Greater Georgia Action announced on May 6 that it has launched an online voter guide focused on Georgia’s judicial races, including endorsed candidates for the Georgia Supreme Court and Georgia Court of Appeals, county-based judicial race lookup tools, and background information on key courts.
The organization said the new resource aims to help voters better understand their choices in upcoming nonpartisan judicial elections. Judicial races will appear on Republican, Democratic, and nonpartisan ballots during Georgia’s May 2026 election. Voters will decide three seats on the Georgia Supreme Court as well as positions on the Court of Appeals and various county-level courts. These judges interpret state law, review lower-court decisions, and shape how laws are applied after they are passed, according to Ballotpedia.
Carmen Bergman, Senior Advisor of Greater Georgia Action, said that judicial races deserve more voter attention because judges determine how laws are applied after lawmakers pass them.

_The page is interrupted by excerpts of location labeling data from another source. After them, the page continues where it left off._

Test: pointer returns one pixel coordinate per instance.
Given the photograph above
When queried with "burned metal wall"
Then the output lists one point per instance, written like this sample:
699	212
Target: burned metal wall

“We spend immense time and treasure deciding what laws should say and who should make them,” Bergman said. “Judges decide how those laws are applied, and they deserve our equal attention,” according to her statement in the press release.
The online guide encourages Georgians to “take five minutes” to learn who is on their May 19 ballot. It highlights endorsed candidates for the state’s highest courts and provides candidate backgrounds, court race information, judicial priorities, with a focus on how judges interpret and apply Georgia law. The guide is available through Greater Georgia Action’s website.
Georgia has two appellate courts—the Supreme Court of Georgia and the Court of Appeals—and six classes of trial-level courts where most cases begin: superior, state, juvenile, probate, magistrate, and municipal courts. The Supreme Court handles matters reserved to it by law including certain constitutional questions; the Court of Appeals reviews most appeals from lower courts; county-level trial courts handle initial proceedings in a variety of case types, according to the Judicial Council of Georgia.
Greater Georgia was founded by former U.S. Sen. Kelly Loeffler in 2021 and works year-round to register new voters across the state while mobilizing diverse communities and supporting election integrity efforts through education and advocacy initiatives.